One solution is to gamify reading with platforms like Kahoot and Blooket, etc. These games can only support very short texts, so the passages that are used for the game can wean students into reading with short texts, and also wean them off dependence on illustrations. Students can develop an ability to quickly read after playing with randomized item order. Hopefully reading skills can be sharpened so that when students encounter longer texts they can make some headway and not tune out immediately.
I have a selection of 10 Kahoot games in a Reading Practice course. These games are not tied to any particular textbook content. The illustrated Kahoots have "slides" which present the illustration and text. Teachers can stay on these slides to provide instruction/ pre-reading strategies, etc. Then commence game play. Kahoots with slides have a set question order. Other Kahoots have pure text and no illustrations. These may be played and re-played with random question order. (And always randomize answers).

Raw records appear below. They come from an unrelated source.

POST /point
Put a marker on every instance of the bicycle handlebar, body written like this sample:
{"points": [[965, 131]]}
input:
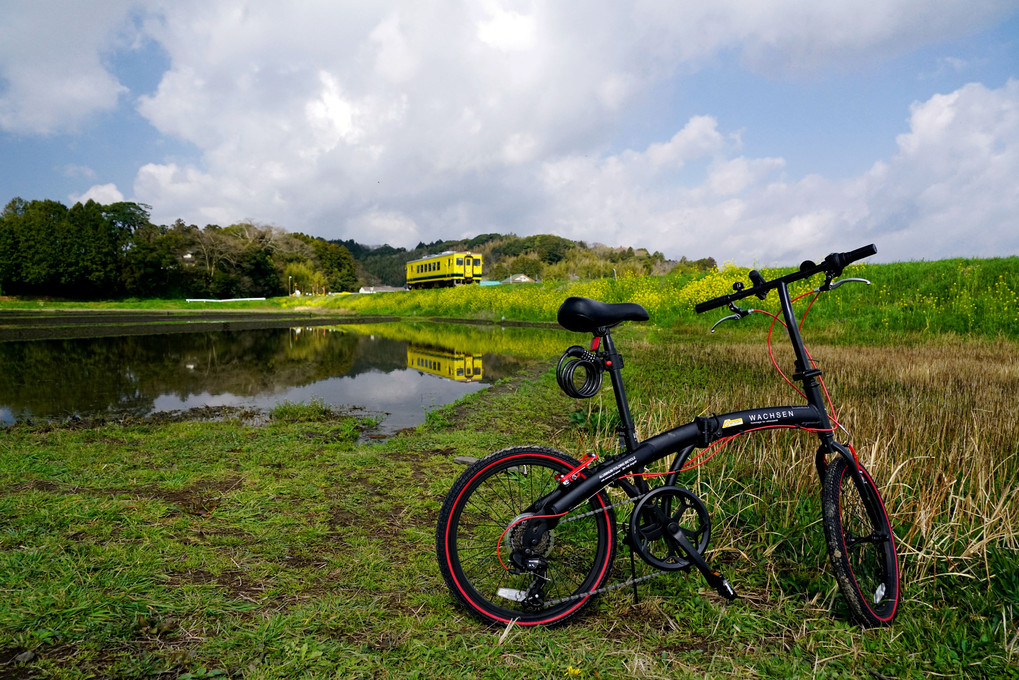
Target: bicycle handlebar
{"points": [[832, 265]]}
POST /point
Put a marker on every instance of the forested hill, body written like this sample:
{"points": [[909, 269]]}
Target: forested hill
{"points": [[92, 251], [540, 257]]}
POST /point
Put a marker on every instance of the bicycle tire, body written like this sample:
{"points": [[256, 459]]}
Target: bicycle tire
{"points": [[861, 544], [473, 540]]}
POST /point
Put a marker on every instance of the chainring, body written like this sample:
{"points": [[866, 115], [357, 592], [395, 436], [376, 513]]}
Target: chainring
{"points": [[650, 521]]}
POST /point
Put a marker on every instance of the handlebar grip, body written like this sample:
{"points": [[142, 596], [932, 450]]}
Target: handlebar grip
{"points": [[708, 305], [843, 260]]}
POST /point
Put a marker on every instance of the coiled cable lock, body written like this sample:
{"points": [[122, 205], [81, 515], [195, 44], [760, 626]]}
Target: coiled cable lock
{"points": [[574, 358]]}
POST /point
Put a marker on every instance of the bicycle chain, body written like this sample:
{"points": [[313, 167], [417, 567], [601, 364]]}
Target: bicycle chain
{"points": [[605, 509], [598, 591], [614, 586]]}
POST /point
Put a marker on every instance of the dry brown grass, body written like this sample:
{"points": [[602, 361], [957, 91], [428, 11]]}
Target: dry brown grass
{"points": [[935, 423]]}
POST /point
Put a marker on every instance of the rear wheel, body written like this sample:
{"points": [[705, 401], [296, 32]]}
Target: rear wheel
{"points": [[861, 544], [481, 552]]}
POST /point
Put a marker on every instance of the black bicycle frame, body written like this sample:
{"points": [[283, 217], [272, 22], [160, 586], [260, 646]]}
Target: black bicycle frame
{"points": [[702, 431]]}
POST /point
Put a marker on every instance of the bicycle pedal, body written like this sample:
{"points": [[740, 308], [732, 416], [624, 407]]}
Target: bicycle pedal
{"points": [[725, 589]]}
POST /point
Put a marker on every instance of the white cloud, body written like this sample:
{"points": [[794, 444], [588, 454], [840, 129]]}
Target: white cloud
{"points": [[401, 121], [951, 189], [52, 74], [386, 227], [104, 194]]}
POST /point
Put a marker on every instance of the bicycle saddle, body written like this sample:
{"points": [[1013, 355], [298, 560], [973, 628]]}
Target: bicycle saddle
{"points": [[584, 315]]}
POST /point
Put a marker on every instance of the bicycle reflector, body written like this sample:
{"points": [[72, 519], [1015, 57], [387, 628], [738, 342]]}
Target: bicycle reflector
{"points": [[588, 383]]}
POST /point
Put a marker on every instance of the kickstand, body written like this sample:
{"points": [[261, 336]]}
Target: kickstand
{"points": [[633, 574]]}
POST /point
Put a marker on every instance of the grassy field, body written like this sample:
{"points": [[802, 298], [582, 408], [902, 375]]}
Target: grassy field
{"points": [[196, 550]]}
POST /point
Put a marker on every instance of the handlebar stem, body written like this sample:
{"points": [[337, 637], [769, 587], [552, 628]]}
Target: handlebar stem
{"points": [[805, 371]]}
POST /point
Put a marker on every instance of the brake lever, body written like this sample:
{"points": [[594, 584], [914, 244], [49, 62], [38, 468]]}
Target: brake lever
{"points": [[739, 314], [828, 285]]}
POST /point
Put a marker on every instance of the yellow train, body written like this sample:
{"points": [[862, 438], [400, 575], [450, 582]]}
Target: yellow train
{"points": [[446, 269], [444, 363]]}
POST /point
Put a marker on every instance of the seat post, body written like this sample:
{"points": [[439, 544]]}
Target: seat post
{"points": [[613, 364]]}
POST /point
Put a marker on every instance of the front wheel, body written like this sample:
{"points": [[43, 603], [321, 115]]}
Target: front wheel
{"points": [[481, 552], [861, 544]]}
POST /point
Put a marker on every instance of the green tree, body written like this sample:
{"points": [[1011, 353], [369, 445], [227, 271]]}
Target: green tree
{"points": [[336, 263]]}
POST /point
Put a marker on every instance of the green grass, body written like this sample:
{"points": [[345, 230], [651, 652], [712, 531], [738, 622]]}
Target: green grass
{"points": [[288, 550]]}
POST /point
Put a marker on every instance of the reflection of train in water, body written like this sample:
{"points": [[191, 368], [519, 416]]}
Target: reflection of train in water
{"points": [[444, 363], [443, 270]]}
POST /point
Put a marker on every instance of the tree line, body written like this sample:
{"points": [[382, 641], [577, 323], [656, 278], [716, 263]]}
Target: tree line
{"points": [[92, 251], [542, 257]]}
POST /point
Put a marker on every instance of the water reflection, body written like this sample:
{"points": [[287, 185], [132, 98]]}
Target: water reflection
{"points": [[447, 364], [393, 369]]}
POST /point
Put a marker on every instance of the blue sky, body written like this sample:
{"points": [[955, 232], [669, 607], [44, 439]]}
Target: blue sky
{"points": [[748, 132]]}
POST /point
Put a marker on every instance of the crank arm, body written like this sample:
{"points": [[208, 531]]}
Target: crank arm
{"points": [[712, 576]]}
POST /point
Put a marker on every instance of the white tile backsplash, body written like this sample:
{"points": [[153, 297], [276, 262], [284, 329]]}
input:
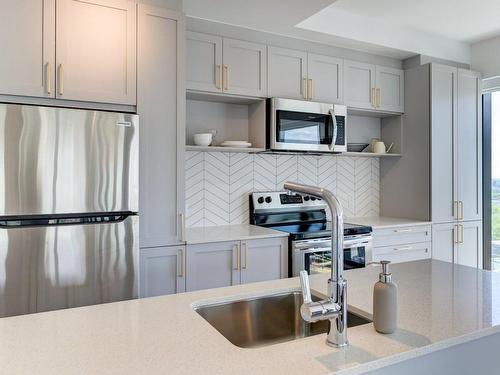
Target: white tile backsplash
{"points": [[218, 183]]}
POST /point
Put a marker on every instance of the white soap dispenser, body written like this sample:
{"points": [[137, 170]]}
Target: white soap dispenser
{"points": [[385, 302]]}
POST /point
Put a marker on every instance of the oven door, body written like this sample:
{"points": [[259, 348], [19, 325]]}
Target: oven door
{"points": [[306, 126], [314, 256]]}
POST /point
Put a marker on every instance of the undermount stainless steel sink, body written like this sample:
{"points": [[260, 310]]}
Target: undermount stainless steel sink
{"points": [[266, 320]]}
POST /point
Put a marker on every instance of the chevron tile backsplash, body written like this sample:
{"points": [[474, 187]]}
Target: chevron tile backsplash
{"points": [[218, 183]]}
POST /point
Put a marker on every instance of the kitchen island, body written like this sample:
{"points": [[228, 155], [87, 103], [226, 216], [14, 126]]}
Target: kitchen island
{"points": [[440, 306]]}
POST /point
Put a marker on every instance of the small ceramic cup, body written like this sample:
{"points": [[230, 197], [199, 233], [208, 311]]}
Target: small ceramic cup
{"points": [[203, 139], [379, 147]]}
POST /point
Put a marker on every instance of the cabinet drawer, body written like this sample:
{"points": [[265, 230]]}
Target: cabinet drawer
{"points": [[403, 253], [401, 235]]}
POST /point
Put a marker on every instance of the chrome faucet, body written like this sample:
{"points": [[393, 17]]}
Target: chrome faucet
{"points": [[333, 308]]}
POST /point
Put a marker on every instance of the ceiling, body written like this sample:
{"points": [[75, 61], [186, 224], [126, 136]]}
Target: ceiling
{"points": [[394, 28]]}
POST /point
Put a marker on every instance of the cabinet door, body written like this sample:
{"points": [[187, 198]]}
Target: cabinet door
{"points": [[263, 260], [96, 56], [203, 62], [162, 271], [444, 238], [244, 70], [390, 82], [287, 70], [27, 42], [469, 249], [161, 107], [213, 265], [359, 80], [326, 73], [443, 172], [469, 150]]}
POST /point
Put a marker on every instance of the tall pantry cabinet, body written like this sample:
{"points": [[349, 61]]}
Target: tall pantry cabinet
{"points": [[439, 177], [161, 107]]}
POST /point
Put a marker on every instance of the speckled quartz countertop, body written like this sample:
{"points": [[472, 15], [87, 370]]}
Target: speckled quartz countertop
{"points": [[164, 335], [381, 222], [221, 233]]}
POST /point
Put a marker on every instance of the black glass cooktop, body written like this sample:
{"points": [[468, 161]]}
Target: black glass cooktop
{"points": [[319, 229]]}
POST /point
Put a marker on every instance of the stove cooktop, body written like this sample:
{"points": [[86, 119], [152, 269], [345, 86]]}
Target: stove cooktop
{"points": [[300, 231]]}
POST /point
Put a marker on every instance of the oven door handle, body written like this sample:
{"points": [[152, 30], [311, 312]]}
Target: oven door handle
{"points": [[334, 136]]}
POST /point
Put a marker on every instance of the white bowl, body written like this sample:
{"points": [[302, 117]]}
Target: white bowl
{"points": [[203, 139]]}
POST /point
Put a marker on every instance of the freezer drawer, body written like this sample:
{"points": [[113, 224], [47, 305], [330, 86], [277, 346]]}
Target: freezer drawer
{"points": [[61, 266], [60, 161]]}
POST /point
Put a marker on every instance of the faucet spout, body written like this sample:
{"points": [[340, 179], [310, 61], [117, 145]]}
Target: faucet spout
{"points": [[334, 307]]}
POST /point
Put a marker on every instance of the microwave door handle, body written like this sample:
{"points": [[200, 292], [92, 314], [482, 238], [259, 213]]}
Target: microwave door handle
{"points": [[334, 137]]}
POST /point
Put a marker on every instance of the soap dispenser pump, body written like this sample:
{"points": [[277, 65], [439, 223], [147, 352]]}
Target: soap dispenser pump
{"points": [[385, 302]]}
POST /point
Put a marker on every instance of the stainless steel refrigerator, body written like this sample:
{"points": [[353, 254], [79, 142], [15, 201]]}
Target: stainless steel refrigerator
{"points": [[68, 208]]}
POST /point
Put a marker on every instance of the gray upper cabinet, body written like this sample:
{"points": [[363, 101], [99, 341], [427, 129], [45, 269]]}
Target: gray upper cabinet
{"points": [[287, 71], [203, 62], [69, 49], [96, 56], [213, 265], [161, 107], [27, 39], [263, 260], [390, 86], [443, 114], [325, 74], [244, 70], [162, 271], [469, 150], [359, 85], [373, 87], [456, 145], [226, 65]]}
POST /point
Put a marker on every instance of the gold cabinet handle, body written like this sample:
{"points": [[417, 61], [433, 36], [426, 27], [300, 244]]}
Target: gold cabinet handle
{"points": [[60, 79], [48, 78], [182, 227], [180, 257], [226, 77], [245, 246], [236, 249], [406, 248], [218, 77]]}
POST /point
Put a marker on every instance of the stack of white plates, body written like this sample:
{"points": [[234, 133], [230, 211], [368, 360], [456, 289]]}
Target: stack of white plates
{"points": [[239, 144]]}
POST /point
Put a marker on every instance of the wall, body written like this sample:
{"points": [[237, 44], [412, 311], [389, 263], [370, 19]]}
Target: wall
{"points": [[486, 57], [218, 184]]}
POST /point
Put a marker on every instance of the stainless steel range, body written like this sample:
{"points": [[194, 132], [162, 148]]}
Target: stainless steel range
{"points": [[305, 219]]}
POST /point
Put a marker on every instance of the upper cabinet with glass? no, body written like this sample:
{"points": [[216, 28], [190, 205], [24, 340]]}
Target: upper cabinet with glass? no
{"points": [[373, 87], [224, 65], [69, 49]]}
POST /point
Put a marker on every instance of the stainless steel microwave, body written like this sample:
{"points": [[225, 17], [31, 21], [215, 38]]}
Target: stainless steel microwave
{"points": [[296, 125]]}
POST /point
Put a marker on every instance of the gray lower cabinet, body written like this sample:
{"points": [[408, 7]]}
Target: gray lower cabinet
{"points": [[212, 265], [459, 243], [161, 109], [162, 271], [219, 264], [263, 260], [402, 244]]}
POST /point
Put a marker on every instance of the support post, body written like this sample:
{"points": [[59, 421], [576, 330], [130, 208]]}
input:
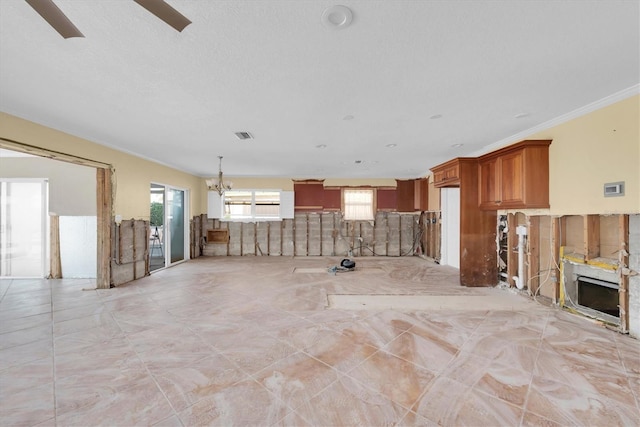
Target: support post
{"points": [[104, 211], [55, 263]]}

I have a selection of Kahoots which quiz Reading A to Z readers. If you have a RAZ account, read one of those books together with the students, and then follow-up with game play.
We found that our students still require more practice with 2 types of reading processes: integrating parts into a coherent whole, and understanding overall implications. Essentially our students are still challenged with the interactive reading process of simultaneously attending to bottom-up details and top-down meaning. Our students are adept at extracting information (skimming and scanning) to identify Who, What, When, Where , but they have difficulty following a coherent plot. Therefore, they fail to comprehend why things happen and the implications of a single event on subsequent events. I have added these exercises to help them understand plot and sequence.
These Kahoot games use puzzle-type questions where players are tasked with sliding 4 steps into the correct order. The 2 Pete the Cat games play Youtube read-alouds as presentation slides before the game starts. These games present the questions in a set order. The last game about understanding sequence presents how-to guides of common activities that need to be put in order. This Kahoot can be set for random question order.
Some of the reading practice Kahoots are amenable to the Blooket gaming format, so I made a few of those, too. One disadvantage of Blookets is that students are always in self-paced game mode, unlike Kahoot that lets teachers instruct with slides and control the transition to the next question. This means that the Blooket has to entice the student into reading, or make them learn how to read without them realizing they are learning. I opted for cloze blanks, but only clozing out a single word. This way the students are constantly bombarded with the same text, but challenged with a different blank, giving them opportunities to re-read. The Blooket game parameters discourage random guessing, so after several plays of mentally piecing the text together, it is hoped that students will be able to read the short passage with comprehension. Games labeled as "short passages" present the text and question and then provide multiple choice answer options like a regular game. Short passages have no illustrations.